Osteochondrosis (OCD) in Dogs

Osteochondrosis is a relatively uncommon condition in dogs that can cause a great deal of pain and mobility issues. It is characterized by fragments of bone and cartilage which become detached from larger bones and body parts and end up floating freely in the area of the joints. The result is that any movement in the joint in which those fragments are located will cause your dog a great deal of pain. This is a congenital problem and is believed to be passed down through family lines. Read on for additional information about Osteochondrosis (also called OCD) in dogs.

Osteochondrosis Overview

Osteochondrosis generally strikes larger dogs, who seem to be predisposed to the condition. It is defined as a disease of the cartilage and affects the cartilage as it transitions into a bone piece. The result is that large flaps of cartilage and bone oftentimes develop off of the ends of the dogs bones. These can easily become detached, where they'll float freely and cause your pet a great deal of pain.

The result of these free floating bone and cartilage pieces can be that your pet develops arthritis, that he develops secondary degenerative joint disease, or any number of other side effects and health concerns as well.

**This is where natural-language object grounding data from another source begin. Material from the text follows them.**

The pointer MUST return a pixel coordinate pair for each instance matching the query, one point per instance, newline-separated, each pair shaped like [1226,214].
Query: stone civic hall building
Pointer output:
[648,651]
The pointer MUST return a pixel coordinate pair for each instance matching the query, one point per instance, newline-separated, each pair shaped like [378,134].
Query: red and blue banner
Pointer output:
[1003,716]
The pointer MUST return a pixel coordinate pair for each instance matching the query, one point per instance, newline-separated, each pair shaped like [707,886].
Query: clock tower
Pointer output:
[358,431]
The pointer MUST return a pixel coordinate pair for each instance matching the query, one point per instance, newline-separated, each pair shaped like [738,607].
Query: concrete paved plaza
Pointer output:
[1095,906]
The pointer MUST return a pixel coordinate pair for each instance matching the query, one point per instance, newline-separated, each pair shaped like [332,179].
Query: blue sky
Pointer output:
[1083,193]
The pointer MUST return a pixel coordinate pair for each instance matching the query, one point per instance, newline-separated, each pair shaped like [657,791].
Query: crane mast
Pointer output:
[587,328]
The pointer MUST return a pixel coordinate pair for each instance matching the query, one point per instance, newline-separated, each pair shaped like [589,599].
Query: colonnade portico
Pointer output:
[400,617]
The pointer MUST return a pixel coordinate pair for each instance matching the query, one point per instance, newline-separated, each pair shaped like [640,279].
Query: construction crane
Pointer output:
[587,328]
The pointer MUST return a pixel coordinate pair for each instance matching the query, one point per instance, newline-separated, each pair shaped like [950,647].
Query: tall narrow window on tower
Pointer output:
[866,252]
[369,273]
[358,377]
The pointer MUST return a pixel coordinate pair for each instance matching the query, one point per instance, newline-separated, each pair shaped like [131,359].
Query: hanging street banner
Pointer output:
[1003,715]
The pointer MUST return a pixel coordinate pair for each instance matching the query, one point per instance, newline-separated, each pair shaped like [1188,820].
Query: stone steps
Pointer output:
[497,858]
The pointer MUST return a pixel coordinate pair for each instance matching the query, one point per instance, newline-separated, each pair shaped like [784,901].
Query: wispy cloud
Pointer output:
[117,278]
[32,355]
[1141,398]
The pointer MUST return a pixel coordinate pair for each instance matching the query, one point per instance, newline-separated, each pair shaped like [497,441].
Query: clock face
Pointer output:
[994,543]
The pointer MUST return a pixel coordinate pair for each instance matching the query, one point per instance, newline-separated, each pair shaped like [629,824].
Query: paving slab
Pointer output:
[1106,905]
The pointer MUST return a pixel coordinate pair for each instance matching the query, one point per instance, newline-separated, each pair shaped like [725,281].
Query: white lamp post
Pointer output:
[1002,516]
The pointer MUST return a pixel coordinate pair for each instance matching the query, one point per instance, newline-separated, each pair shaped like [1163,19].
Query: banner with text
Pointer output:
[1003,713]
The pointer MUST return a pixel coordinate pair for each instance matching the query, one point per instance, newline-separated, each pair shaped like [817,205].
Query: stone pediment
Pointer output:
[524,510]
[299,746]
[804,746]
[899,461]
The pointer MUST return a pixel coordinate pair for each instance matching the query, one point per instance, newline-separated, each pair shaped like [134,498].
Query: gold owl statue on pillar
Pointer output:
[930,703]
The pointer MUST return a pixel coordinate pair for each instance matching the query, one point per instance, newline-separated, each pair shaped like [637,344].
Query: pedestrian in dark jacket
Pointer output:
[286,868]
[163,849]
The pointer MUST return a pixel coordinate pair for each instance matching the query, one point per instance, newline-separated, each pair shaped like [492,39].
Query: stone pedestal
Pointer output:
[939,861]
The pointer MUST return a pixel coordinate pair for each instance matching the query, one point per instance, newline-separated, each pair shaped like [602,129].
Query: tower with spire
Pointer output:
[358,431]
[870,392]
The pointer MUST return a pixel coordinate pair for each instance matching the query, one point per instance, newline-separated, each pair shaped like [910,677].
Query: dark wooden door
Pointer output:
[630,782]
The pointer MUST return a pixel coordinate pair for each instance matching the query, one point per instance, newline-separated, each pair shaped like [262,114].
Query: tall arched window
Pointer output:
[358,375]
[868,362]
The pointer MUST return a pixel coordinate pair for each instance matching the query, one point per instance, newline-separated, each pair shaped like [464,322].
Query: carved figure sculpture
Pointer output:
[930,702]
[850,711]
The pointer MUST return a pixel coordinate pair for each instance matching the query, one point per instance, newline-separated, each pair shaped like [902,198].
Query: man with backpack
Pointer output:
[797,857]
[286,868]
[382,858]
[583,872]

There are multiple variations of osteochondrosis, and it typically affects the joints at the ankle, shoulder, elbow and knee on one or both sides of your pet's body.

Osteochondrosis types are differentiated according to the location on the body in which they strike or are based. They are also separated out from one another based on the severity and the primary cause of the condition as well. It is much more common for OCD to strike in the forelimbs than it is for the condition to arise in your dog's hind feet and legs.

Osteochondrosis Symptoms

In order to properly treat and identify osteochondrosis in your pet, you'll first need to be able to recognize the various symptoms of this disease. It can develop at any stage of life, though it seems to be more common in younger dogs than in older ones. Watch for any of the following warning signs:

  • Pain at the touch
  • Lameness or difficulty moving around
  • Muscle degeneration at the affected side of the body
  • General restriction of movement

Diagnosing and Treating Osteochondrosis

Your vet can diagnose your pet's osteochondrosis through a series of x-ray tests. In order to treat the disease, you'll need to combine medicinal treatments with a combination of lifestyle changes. Pain relievers can be helpful in immediate assistance to your dog's discomfort. You should also work with your vet on ways to modify his exercise regimen to ensure that he can still be active. Finally, overfeeding contributes heavily to damage of the joints due to osteochondrosis, so you should work with your vet to determine whether your dog's diet is properly supporting his joint health or if it can be changed to be more effective.